Fire up GraphLab Create

In [1]:
import graphlab

Load house sales data

In [2]:
sales = graphlab.SFrame('kc_house_data.gl/')

[INFO] graphlab.cython.cy_server: GraphLab Create v2.1 started. Logging: C:\Users\Nipuna\AppData\Local\Temp\graphlab_server_1595754242.log.0


This non-commercial license of GraphLab Create for academic use is assigned to 160645l@uom.lk and will expire on July 20, 2021.


Split data into training and testing

In [4]:
train_data,test_data =sales.random_split(0.8,seed=0)

Useful SFrame Summary Functions

In [5]:
#Let's compute the mean of the house prices in King County in 2 different ways
prices = sales['price'] #extract the price column of the sales SFrame -- this is now a SArray
#recall that the arithmetic average(the mean) is the sum of the prices divided by the total number of houses
sum_prices = prices.sum()
num_houses = prices.size()

avg_price_1 = float(sum_prices)/num_houses
avg_price_2 = prices.mean()

print avg_price_1
print avg_price_2

540088.141905
540088.141905


In [6]:
#if we want to multiply every price by 0.5 it's simple as
half_price = 0.5*prices
#let's compute the sum of squares of price.
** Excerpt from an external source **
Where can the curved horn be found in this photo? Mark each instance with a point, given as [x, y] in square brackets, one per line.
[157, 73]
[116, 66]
We can multiply two SArrays of the same length elementwise also with *
prices_squared = prices*prices
sum_prices_squared = prices_squared.sum()
print sum_prices_squared

9.21732513355e+15


Build a generic simple linear regression function

In [7]:
def simple_linear_regression(input_feature,output):
    Xi= input_feature
    Yi= output
    N = len(Xi)
    #compute mean of input_feature and output
    YMean = Yi.mean()
    XMean = Xi.mean()
    #compute the product of the output and the input_feature and its mean
    SumYiXi = (Yi*Xi).sum()
    YiXiByN = (Yi.sum()*Xi.sum())/N
    #compute the squared value of the input_feature and its mean
    XiSq = (Xi*Xi).sum()
    XiXiByN = (Xi.sum()*Xi.sum())/N
    #calculate slope
    slope = (SumYiXi-YiXiByN)/(XiSq-XiXiByN)
    #calculate intercept
    intercept = YMean-(slope*XMean)
    return (intercept,slope)

In [9]:
test_feature = graphlab.SArray(range(5))
test_output = graphlab.SArray(1+1*test_feature)
(test_intercept, test_slope)=simple_linear_regression(test_feature,test_output)
print "Intercept: "+str(test_intercept)
print "Slope: "+str(test_slope)

Intercept: 1.0
Slope: 1


In [10]:
sqft_intercept,sqft_slope = simple_linear_regression(train_data['sqft_living'],train_data['price'])
print "Intercept: "+str(sqft_intercept)
print "Slope: "+str(sqft_slope) 

Intercept: -47116.0765749
Slope: 281.958838568


Predicting Values

In [11]:
def get_regression_predictions(input_feature, intercept, slope):
    #calculate the predicted values
    predicted_values = intercept+(slope*input_feature)
    return predicted_values

In [13]:
my_house_sqft = 2650
estimated_price = get_regression_predictions(my_house_sqft,sqft_intercept,sqft_slope)
print "The estimated price for a house with %d squarefeet is $%.2f" %(my_house_sqft,estimated_price)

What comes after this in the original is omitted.